ORIGINALLY POSTED 18th June 2008
16,511 views on developerworks
I see that Hu thought he’d better make up some mumbo-jumbo about their ‘chubby-provisioning’ solution. I did post a comment but, as usual, his moderating means he ignores comments he doesn’t like. I’d point you back to my discussion about random 4K writes randomly across a large volume, say one hits every 50 to 100MB apart. Very quickly in HDS’s solution you will have fully-provisioned the disk… Can anyone enlighten me on what he’s talking about with respect to de-frag? When we allocate a ‘grain’ of say 32K, its a contiguous 32K chunk on the vritual disk. For example, from LBA 64 to LBA 127 (512byte blocks). If you then allocate something at LBA 256, there is a 64K gap on the virtual disk, but at the managed disk level its two contiguous 32K blocks. No de-frag needed… maybe I’m missing something with HDS’s implementation – but his waffle about this getting more complicated with smaller grain sizes – i.e. true thin provisioning – is not at all relevant to our implementation. Meanwhile Chuck has been saying Virtualization has failed to deliver on its promise (curious that he comes out the woodwork to bang this old school stance when we make a big splash), and that if you buy lots of expensive EMC software you can get out of the mess that they have let you get into in the first place.

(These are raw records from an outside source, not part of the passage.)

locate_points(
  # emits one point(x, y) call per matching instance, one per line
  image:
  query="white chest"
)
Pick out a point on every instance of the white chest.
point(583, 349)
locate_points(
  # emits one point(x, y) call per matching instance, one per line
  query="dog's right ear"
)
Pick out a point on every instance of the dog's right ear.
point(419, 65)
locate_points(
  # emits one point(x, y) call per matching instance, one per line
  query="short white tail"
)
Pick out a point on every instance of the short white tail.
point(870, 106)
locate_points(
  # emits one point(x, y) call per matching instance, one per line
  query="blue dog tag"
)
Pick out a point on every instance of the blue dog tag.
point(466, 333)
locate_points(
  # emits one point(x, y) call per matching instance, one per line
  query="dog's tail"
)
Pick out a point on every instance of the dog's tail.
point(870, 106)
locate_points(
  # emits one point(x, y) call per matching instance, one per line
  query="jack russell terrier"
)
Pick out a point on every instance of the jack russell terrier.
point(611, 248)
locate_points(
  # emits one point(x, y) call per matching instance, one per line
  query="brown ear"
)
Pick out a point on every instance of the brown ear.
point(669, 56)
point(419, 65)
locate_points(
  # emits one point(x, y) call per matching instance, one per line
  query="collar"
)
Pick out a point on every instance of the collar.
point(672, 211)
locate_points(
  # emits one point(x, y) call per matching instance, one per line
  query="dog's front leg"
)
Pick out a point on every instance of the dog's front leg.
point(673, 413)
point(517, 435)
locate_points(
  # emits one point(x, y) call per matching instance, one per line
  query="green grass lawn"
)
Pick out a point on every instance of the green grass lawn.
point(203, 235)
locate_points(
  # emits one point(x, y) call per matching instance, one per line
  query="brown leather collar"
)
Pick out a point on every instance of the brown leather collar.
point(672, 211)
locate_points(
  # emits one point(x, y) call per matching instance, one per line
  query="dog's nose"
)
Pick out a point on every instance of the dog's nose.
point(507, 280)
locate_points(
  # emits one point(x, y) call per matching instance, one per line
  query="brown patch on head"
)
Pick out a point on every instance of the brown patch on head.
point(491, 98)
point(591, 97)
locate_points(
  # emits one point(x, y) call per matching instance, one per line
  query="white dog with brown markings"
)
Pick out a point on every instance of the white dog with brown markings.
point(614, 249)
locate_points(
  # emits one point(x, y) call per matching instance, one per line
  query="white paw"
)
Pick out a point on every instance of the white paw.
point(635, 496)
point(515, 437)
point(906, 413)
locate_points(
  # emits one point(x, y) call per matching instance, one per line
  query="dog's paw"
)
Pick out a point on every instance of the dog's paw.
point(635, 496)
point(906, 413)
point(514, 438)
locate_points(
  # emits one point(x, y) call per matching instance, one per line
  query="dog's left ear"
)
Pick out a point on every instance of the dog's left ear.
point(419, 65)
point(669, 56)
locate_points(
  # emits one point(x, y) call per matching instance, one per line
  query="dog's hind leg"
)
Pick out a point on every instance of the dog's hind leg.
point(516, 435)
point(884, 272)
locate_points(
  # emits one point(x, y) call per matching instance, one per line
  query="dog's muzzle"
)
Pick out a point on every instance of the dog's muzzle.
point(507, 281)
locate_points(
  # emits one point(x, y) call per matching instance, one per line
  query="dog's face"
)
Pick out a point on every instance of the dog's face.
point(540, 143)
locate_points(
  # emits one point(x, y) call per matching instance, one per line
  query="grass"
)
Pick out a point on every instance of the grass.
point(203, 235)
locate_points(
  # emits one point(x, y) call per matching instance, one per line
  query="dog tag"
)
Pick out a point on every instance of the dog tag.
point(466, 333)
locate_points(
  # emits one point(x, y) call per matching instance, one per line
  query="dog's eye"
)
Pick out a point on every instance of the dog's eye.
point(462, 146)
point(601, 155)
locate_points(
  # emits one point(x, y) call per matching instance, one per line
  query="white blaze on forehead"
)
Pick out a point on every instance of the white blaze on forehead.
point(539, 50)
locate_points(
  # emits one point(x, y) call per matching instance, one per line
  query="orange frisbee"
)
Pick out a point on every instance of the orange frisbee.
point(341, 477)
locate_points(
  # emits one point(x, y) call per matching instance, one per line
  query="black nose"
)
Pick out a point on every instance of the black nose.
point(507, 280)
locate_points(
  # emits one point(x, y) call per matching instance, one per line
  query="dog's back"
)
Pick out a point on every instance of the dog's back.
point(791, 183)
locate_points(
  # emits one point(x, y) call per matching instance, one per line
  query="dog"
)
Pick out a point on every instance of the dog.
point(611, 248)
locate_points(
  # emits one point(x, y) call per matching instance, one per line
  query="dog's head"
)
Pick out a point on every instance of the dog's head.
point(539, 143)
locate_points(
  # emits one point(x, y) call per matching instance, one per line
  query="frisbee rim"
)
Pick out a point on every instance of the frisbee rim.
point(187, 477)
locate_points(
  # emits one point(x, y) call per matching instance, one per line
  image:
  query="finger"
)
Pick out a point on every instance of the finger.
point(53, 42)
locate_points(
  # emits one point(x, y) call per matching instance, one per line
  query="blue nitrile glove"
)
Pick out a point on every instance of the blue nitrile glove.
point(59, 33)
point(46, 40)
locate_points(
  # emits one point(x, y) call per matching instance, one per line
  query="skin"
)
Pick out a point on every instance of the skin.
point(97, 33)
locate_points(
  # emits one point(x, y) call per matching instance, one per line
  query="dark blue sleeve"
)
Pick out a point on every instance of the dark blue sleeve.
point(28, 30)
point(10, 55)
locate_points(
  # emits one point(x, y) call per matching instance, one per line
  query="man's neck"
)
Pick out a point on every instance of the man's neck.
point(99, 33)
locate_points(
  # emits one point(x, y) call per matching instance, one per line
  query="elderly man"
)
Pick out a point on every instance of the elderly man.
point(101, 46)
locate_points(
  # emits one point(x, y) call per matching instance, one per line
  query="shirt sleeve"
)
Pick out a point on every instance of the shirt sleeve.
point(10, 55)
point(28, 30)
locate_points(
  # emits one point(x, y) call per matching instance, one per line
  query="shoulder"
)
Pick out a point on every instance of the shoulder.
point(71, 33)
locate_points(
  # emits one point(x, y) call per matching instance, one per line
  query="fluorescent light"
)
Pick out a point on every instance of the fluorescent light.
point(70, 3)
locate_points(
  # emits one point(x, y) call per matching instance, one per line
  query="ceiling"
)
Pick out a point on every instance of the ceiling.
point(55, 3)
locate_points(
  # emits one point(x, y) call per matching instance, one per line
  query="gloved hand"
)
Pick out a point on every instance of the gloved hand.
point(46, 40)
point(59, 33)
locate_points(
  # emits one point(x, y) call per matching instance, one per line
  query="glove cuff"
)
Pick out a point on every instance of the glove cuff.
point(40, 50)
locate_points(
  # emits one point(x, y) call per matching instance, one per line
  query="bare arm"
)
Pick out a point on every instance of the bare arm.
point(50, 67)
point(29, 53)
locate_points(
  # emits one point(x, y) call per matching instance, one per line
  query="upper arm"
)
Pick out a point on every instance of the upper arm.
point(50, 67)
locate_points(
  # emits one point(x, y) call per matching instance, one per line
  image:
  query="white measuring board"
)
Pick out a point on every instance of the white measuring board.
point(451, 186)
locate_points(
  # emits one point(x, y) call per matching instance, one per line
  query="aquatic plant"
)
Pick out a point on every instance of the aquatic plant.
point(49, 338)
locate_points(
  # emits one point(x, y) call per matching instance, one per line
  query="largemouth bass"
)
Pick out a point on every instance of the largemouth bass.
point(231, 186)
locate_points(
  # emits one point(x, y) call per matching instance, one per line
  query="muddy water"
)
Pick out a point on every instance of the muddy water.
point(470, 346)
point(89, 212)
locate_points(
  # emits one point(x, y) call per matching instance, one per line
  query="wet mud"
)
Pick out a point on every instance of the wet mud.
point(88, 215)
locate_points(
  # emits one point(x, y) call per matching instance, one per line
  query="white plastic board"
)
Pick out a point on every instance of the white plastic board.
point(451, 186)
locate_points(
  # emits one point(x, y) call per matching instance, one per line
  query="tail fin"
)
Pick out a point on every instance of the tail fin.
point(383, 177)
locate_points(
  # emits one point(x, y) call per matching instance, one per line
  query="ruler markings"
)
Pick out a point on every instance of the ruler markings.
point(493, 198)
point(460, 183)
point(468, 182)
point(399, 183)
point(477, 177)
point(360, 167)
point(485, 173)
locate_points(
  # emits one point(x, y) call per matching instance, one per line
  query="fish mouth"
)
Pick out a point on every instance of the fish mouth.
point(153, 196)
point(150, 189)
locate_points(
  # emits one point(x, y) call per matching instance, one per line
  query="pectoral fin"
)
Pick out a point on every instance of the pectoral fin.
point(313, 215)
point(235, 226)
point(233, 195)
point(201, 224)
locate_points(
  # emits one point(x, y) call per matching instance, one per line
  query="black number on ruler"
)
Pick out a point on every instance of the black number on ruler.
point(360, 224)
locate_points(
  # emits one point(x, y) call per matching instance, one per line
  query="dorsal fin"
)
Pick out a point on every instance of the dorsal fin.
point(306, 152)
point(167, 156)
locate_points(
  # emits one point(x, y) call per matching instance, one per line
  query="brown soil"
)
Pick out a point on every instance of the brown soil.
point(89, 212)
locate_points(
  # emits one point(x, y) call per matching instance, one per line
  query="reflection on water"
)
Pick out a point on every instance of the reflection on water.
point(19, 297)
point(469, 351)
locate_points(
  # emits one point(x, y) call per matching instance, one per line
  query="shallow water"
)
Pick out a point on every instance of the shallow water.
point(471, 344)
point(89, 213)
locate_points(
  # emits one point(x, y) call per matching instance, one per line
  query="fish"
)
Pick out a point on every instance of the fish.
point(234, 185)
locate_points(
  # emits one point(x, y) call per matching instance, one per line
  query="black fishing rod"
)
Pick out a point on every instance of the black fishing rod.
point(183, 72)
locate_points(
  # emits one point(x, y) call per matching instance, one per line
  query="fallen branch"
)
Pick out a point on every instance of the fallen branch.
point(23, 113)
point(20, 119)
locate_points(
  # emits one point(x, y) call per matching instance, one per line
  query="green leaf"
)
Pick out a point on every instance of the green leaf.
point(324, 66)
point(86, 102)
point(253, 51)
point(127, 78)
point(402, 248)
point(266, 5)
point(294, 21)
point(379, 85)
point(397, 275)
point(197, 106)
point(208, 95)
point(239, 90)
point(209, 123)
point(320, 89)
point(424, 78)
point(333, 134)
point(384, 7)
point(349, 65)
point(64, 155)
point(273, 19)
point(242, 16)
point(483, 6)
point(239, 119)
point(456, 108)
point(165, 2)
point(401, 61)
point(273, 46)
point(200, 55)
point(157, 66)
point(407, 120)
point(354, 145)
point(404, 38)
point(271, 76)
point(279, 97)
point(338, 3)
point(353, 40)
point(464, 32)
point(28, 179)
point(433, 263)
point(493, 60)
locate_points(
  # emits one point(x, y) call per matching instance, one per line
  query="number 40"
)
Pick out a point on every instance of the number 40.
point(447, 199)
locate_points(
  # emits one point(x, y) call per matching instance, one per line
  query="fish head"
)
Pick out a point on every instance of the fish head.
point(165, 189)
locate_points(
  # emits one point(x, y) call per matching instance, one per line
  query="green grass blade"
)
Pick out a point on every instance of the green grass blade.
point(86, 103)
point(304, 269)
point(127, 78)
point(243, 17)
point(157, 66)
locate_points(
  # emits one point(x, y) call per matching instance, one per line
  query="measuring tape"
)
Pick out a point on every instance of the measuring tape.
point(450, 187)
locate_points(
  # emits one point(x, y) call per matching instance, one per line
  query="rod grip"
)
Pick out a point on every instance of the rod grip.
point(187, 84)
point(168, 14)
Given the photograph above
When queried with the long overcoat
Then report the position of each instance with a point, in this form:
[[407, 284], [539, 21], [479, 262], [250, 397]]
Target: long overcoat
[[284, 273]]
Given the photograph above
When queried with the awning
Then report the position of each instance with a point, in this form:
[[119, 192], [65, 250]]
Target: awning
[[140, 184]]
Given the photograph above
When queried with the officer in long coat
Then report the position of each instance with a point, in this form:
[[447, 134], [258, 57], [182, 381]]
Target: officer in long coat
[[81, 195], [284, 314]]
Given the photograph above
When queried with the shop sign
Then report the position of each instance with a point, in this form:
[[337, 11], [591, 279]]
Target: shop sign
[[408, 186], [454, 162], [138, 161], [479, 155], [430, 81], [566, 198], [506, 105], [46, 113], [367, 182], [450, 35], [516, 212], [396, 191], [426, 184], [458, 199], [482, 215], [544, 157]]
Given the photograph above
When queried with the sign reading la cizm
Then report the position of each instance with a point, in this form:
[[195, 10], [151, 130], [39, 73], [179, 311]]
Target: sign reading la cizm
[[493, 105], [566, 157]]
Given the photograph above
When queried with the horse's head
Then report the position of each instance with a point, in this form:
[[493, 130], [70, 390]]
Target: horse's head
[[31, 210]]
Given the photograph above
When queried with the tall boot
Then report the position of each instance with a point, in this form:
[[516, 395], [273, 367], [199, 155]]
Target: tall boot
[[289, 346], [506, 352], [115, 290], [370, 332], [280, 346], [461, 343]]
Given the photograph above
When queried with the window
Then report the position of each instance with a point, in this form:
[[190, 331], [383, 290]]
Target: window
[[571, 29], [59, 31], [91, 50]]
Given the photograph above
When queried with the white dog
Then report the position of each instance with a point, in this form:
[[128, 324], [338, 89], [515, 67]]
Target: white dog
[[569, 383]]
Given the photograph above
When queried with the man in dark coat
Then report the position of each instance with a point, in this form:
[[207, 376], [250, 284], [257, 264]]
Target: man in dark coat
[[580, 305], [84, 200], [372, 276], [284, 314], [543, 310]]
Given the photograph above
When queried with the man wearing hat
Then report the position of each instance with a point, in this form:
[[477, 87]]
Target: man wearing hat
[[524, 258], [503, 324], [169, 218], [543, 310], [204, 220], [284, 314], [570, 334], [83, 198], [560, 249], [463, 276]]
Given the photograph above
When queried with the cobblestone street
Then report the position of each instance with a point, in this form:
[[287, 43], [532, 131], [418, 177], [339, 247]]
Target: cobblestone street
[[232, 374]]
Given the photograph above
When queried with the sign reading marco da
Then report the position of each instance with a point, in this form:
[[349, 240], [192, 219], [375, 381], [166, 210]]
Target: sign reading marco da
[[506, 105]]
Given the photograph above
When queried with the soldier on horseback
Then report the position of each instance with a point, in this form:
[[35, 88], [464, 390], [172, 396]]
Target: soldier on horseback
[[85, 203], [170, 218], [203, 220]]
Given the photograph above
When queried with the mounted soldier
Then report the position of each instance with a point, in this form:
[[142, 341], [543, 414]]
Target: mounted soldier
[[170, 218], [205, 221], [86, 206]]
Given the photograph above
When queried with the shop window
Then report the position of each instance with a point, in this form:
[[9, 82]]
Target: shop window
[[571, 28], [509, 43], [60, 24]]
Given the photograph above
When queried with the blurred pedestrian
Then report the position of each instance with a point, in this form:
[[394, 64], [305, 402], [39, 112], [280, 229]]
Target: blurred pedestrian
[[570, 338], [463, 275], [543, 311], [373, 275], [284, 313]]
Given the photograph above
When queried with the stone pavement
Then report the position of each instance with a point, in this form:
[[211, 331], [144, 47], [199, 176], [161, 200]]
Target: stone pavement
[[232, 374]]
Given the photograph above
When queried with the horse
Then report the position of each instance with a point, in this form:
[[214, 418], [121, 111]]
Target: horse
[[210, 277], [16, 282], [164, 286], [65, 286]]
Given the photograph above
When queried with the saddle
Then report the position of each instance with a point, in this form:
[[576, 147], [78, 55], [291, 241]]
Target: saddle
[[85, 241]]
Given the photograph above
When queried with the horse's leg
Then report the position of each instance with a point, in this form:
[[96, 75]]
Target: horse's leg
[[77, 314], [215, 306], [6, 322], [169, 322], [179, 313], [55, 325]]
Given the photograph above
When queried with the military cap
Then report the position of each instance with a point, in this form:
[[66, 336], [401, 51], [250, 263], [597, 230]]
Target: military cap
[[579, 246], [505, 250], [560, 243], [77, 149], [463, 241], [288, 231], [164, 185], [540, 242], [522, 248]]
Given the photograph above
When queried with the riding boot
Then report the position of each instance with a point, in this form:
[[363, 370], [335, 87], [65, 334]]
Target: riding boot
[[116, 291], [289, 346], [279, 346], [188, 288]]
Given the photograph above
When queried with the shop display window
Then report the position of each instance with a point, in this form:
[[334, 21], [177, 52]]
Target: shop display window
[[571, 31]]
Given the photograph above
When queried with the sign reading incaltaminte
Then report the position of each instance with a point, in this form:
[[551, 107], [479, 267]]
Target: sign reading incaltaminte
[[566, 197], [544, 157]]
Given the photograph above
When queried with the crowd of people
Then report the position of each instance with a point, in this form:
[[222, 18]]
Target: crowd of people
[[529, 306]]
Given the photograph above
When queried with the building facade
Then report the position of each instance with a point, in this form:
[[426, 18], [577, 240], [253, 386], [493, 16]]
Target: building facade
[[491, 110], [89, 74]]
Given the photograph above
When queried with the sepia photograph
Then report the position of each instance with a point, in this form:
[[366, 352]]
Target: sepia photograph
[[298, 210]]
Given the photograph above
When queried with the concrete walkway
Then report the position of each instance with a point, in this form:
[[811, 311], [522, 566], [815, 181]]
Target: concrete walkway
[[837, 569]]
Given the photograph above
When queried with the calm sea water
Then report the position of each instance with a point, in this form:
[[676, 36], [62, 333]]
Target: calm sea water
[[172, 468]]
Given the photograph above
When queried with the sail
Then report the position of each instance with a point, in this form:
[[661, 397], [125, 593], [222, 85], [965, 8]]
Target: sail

Anyway, I wanted to talk about Virtual Disk Mirroring (VDM) today. This was one feature that people maybe didn’t see or hear was coming, but it is something that many of our enterprise customers have been asking for and actually has some nifty uses that may not at first be aparent.
Virtual Disk Mirroring (VDM)
Mirroring itself isn’t anything new or ground breaking, but mirroring across controllers is something that until now only host software has been able to provide. In a host based solution you need to provision two LUNs from your storage, then use something like LVM mirroring to manage. We’ve taken this capability out of the host and embedded the functionality into SVC. Building on my ‘flexible stacked I/O component’ post from last week, yet again we slipped the Mirroring component into the stack. This time we inserted the new component below FlashCopy and above space-efficient, for good reasons. For those of you that know, or knew, the SVC component stack here is the updated picture :
Before
diving in with why we did this and what it means lets step back and
look at what VDM does for you. Basically VDM means you can now have two
copies of a virtual disk. The host therefore sees a single vdisk, but
behind the scenes its two copies of the vdisk are stored on two sets of
managed disks. The primary use case being to copy a virtual disk onto
two physical storage systems, usually in two different managed disk
groups. This lets you not only protect against single array failures
(multiple physical disk failures) but also the loss of an entire disk
storage system itself. It also allows you to greatly improve the
availability of low-end storage systems – bringing the Mirrored vdisk up
to the expected availability of enterprise volume. Virtual Disk
Mirroring is designed to protect critical business data against storage
system failures. In that sense, it is a high availability function
comparable in scope with HACMP. Virtual Disk Mirroring is not a
disaster recovery solution due to both copies being accessed by the same
node pair and only addressable by a single cluster in one site.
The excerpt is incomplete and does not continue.